Anyone else use this stuff?

I picked up a bag today and I thought it was nice.

It has barely any debris/gravel but when I poured it in the bucket and ran it under some water the stuff looked like butter milk!

It took me a hour before I gave up on rinsing it. Its really fine and you end up loosing lots of it. I think it actually has some kind of pigment added to it. It started turning a white color and it just wont stop clouding in that yellow color.

Anyone else try this stuff and have this problem?


----------



## BRANT13 (Feb 18, 2009)

sounds normal to me.....have to be diligent when washing sand....howd u rinse it?


----------



## JWerner2 (Jul 7, 2008)

Ok so I guess I can update this as I forget all about it and havent been on since.

This sand is terrible.
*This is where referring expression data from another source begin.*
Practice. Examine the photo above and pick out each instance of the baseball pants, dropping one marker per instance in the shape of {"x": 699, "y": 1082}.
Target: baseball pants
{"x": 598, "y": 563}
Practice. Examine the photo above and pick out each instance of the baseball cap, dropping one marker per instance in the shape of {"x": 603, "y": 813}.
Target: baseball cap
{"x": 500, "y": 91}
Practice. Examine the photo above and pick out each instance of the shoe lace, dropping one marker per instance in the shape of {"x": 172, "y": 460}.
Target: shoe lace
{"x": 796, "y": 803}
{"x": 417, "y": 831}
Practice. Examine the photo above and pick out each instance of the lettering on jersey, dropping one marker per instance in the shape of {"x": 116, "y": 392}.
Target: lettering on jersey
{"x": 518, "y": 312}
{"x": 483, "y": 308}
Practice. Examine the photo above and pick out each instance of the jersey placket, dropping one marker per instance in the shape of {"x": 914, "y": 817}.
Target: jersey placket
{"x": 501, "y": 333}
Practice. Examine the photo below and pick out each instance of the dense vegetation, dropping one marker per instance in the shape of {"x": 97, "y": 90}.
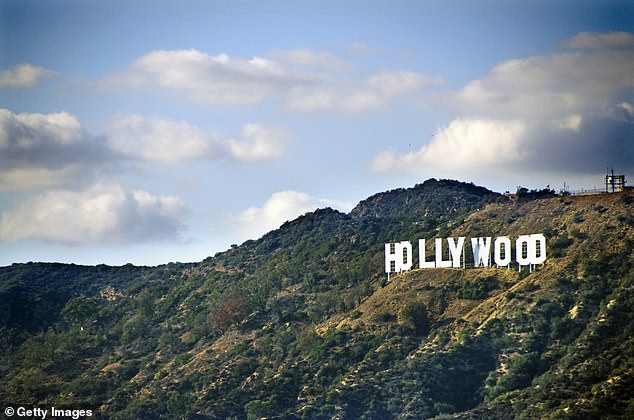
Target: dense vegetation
{"x": 302, "y": 323}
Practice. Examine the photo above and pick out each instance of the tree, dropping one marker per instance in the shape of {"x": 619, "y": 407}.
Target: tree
{"x": 414, "y": 315}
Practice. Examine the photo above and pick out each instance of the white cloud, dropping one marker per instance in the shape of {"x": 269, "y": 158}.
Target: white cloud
{"x": 562, "y": 113}
{"x": 352, "y": 97}
{"x": 157, "y": 139}
{"x": 101, "y": 213}
{"x": 601, "y": 40}
{"x": 24, "y": 75}
{"x": 39, "y": 150}
{"x": 302, "y": 79}
{"x": 281, "y": 207}
{"x": 259, "y": 143}
{"x": 554, "y": 85}
{"x": 318, "y": 59}
{"x": 210, "y": 80}
{"x": 464, "y": 143}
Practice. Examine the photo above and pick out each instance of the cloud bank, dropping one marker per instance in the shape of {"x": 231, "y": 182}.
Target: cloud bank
{"x": 24, "y": 76}
{"x": 100, "y": 214}
{"x": 45, "y": 150}
{"x": 302, "y": 80}
{"x": 569, "y": 112}
{"x": 281, "y": 207}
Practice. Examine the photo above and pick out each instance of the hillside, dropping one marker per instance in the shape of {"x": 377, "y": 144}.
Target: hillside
{"x": 302, "y": 323}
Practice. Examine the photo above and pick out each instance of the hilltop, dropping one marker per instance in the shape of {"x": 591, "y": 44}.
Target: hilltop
{"x": 302, "y": 322}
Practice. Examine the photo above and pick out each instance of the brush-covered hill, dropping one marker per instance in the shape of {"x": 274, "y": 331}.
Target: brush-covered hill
{"x": 302, "y": 323}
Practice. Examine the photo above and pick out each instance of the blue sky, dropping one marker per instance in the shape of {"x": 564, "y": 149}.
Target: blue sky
{"x": 152, "y": 131}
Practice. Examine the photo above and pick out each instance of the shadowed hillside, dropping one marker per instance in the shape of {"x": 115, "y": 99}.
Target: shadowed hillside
{"x": 302, "y": 323}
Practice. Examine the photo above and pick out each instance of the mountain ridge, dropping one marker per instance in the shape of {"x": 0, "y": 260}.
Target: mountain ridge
{"x": 302, "y": 322}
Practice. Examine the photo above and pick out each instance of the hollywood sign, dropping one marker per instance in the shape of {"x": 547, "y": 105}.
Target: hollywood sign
{"x": 529, "y": 250}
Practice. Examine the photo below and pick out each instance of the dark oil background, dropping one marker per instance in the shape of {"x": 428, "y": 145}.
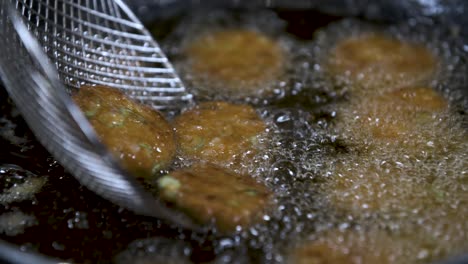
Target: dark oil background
{"x": 63, "y": 200}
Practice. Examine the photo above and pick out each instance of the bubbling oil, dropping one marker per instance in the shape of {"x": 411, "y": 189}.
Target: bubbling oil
{"x": 338, "y": 192}
{"x": 336, "y": 184}
{"x": 212, "y": 34}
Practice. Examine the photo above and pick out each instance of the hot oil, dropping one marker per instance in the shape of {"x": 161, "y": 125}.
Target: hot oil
{"x": 333, "y": 184}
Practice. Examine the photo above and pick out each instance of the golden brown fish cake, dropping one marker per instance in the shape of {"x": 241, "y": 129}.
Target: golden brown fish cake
{"x": 358, "y": 187}
{"x": 236, "y": 62}
{"x": 396, "y": 116}
{"x": 135, "y": 134}
{"x": 350, "y": 247}
{"x": 211, "y": 194}
{"x": 219, "y": 132}
{"x": 377, "y": 61}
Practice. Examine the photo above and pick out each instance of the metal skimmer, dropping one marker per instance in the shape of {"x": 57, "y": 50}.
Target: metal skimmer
{"x": 49, "y": 48}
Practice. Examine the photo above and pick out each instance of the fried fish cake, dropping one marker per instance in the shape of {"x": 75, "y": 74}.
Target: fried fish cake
{"x": 135, "y": 134}
{"x": 350, "y": 247}
{"x": 237, "y": 63}
{"x": 361, "y": 188}
{"x": 219, "y": 132}
{"x": 211, "y": 194}
{"x": 395, "y": 116}
{"x": 375, "y": 60}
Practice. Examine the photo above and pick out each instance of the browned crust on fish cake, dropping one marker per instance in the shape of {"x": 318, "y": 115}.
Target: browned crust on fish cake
{"x": 135, "y": 134}
{"x": 243, "y": 62}
{"x": 212, "y": 194}
{"x": 219, "y": 132}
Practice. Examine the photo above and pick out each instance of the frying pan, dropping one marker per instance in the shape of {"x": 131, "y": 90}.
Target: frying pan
{"x": 448, "y": 13}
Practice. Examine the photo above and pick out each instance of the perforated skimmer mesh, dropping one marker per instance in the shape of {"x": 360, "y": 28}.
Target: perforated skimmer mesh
{"x": 94, "y": 42}
{"x": 101, "y": 42}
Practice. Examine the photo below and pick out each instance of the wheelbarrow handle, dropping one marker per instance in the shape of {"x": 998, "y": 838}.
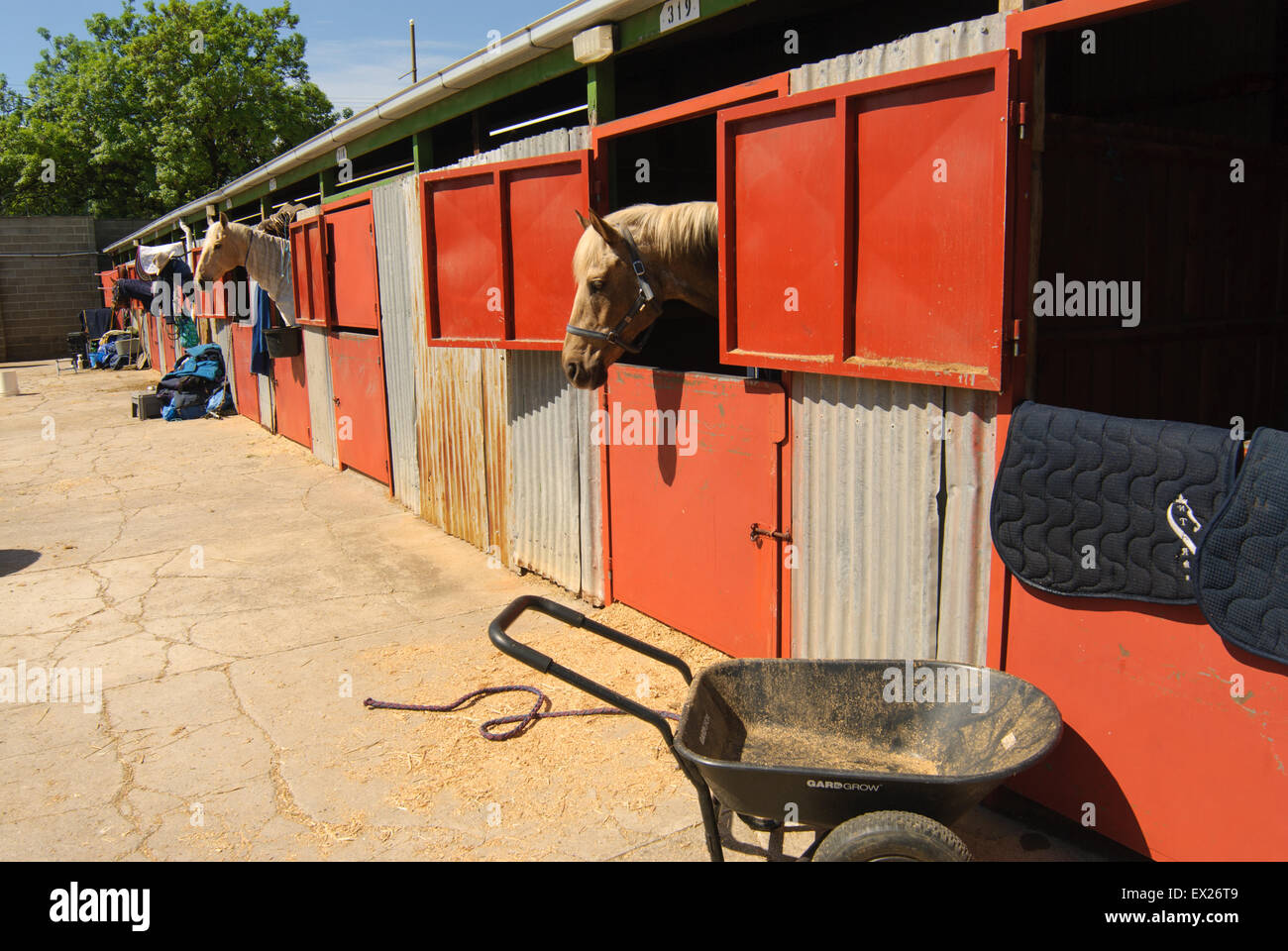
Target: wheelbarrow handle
{"x": 539, "y": 661}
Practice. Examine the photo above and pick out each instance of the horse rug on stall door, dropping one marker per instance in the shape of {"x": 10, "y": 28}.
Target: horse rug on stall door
{"x": 1241, "y": 564}
{"x": 1104, "y": 506}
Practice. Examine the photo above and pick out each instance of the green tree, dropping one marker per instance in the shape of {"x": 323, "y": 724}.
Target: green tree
{"x": 155, "y": 108}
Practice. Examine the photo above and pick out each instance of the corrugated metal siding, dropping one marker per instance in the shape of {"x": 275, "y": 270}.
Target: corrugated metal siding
{"x": 266, "y": 403}
{"x": 451, "y": 409}
{"x": 954, "y": 42}
{"x": 969, "y": 454}
{"x": 398, "y": 270}
{"x": 892, "y": 566}
{"x": 505, "y": 454}
{"x": 554, "y": 509}
{"x": 864, "y": 517}
{"x": 454, "y": 467}
{"x": 317, "y": 369}
{"x": 548, "y": 144}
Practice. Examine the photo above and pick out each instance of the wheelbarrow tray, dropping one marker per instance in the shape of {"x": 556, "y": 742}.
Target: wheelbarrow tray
{"x": 827, "y": 737}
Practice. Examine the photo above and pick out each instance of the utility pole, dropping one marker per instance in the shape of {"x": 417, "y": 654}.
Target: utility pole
{"x": 412, "y": 25}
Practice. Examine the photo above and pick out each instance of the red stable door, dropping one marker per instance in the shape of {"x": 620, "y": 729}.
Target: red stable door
{"x": 1175, "y": 739}
{"x": 361, "y": 412}
{"x": 291, "y": 399}
{"x": 246, "y": 381}
{"x": 682, "y": 513}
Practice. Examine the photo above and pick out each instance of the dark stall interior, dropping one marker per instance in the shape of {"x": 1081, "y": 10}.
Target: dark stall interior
{"x": 665, "y": 165}
{"x": 1141, "y": 142}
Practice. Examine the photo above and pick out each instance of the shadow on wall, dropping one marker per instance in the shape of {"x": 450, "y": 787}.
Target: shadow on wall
{"x": 14, "y": 560}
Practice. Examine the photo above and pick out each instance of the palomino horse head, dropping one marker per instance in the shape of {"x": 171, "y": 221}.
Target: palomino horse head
{"x": 625, "y": 266}
{"x": 224, "y": 249}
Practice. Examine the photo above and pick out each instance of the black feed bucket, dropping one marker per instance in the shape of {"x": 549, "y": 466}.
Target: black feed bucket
{"x": 283, "y": 342}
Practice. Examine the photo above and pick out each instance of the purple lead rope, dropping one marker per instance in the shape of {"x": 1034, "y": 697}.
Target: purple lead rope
{"x": 540, "y": 710}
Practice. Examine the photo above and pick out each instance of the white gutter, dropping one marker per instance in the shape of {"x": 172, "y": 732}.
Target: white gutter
{"x": 553, "y": 31}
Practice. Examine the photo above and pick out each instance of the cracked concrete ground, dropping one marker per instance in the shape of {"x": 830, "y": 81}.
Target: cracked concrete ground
{"x": 240, "y": 599}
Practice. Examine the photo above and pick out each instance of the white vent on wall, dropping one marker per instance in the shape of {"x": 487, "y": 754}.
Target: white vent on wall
{"x": 592, "y": 46}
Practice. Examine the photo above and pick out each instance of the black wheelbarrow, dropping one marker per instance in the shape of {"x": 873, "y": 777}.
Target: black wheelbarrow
{"x": 877, "y": 757}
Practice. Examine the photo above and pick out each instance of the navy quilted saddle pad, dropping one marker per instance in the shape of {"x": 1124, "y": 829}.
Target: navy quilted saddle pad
{"x": 1241, "y": 562}
{"x": 1104, "y": 506}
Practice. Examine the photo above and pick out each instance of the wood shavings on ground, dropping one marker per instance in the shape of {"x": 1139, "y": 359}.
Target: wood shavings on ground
{"x": 597, "y": 780}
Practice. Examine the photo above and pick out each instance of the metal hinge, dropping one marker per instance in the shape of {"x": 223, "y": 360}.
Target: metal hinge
{"x": 1020, "y": 115}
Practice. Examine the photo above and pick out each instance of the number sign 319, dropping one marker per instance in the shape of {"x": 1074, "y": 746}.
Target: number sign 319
{"x": 675, "y": 12}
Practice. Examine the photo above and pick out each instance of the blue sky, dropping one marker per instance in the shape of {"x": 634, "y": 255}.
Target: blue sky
{"x": 356, "y": 48}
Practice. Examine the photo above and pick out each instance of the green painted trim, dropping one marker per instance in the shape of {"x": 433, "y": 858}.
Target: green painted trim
{"x": 632, "y": 33}
{"x": 601, "y": 92}
{"x": 423, "y": 150}
{"x": 549, "y": 65}
{"x": 647, "y": 26}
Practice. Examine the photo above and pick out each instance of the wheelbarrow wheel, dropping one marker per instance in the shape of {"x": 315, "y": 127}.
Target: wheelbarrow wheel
{"x": 884, "y": 836}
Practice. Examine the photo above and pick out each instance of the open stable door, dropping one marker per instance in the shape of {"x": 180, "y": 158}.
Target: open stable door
{"x": 497, "y": 244}
{"x": 291, "y": 398}
{"x": 361, "y": 414}
{"x": 308, "y": 272}
{"x": 334, "y": 265}
{"x": 863, "y": 227}
{"x": 351, "y": 256}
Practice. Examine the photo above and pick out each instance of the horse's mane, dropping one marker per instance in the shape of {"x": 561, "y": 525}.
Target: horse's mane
{"x": 687, "y": 230}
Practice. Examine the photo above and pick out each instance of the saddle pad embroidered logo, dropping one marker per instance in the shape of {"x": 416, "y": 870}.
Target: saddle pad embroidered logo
{"x": 1241, "y": 564}
{"x": 1106, "y": 506}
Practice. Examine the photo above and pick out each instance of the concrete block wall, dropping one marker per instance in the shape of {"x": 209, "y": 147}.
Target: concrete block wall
{"x": 48, "y": 274}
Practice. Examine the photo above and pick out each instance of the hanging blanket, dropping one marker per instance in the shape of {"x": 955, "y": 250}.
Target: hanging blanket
{"x": 262, "y": 309}
{"x": 1241, "y": 565}
{"x": 136, "y": 290}
{"x": 185, "y": 389}
{"x": 268, "y": 261}
{"x": 151, "y": 260}
{"x": 1104, "y": 506}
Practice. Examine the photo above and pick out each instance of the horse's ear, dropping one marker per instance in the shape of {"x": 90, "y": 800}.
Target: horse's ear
{"x": 605, "y": 231}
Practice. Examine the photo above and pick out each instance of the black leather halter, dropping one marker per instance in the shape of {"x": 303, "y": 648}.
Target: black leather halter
{"x": 644, "y": 300}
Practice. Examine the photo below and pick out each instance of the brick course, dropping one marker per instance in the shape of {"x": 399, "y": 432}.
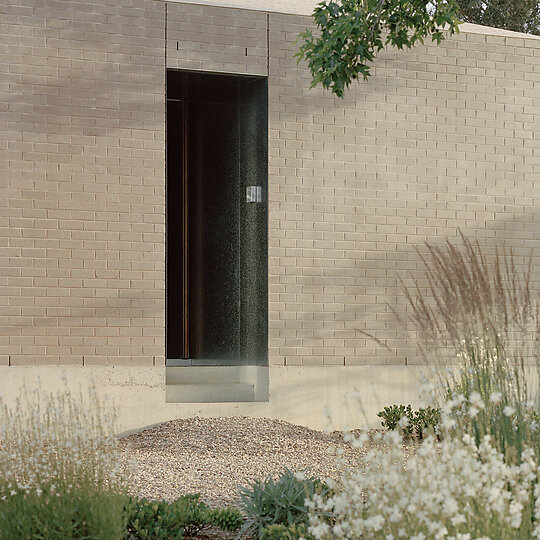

YES I DID WASH IT. I know how to use sand in a aquarium.

Definitely not normal. To this day if I stir the sand bed up it will still leach a milky dye into the water column.

This is a brand to avoid.


----------



## PfunMo (Jul 30, 2009)

Trouble with sand is that it will vary quite often. What is okay today may be really bad the next time you buy. This is due to no real standard for what the sand has to be. At different times the sand will come from different sources, even possibly from different parts of the country. Even if the sand is scooped from the same place, it will vary day by day when water levels change. It takes some real washing to get it clean sometimes. For more consistent sand, the pool filter sand will be somewhat better but there is some a variety there because in the end, sand is just sand. Hazard of the game once we stop doing the standard fish shop thing.


----------



## JWerner2 (Jul 7, 2008)

Thanks, but again this sand is dyed!

I know what you are saying but it was dyed a bright white color and has since became a natural sand color. I chose it cause pool filter sand is hard to find in my area.

I have no troubles washing sand and I have been using sand for years and years in my aquariums. My all time favorite is black sand and I dont care what the source. Even the Estes brand black sand. I wash it for a long time in the tub with very high pressure dumping it multiple times while keeping it churned so no debris drops and gets stuck under layers.

Again for those of you looking for cheap play sand and enjoy a vivid white stay away from this brand.


----------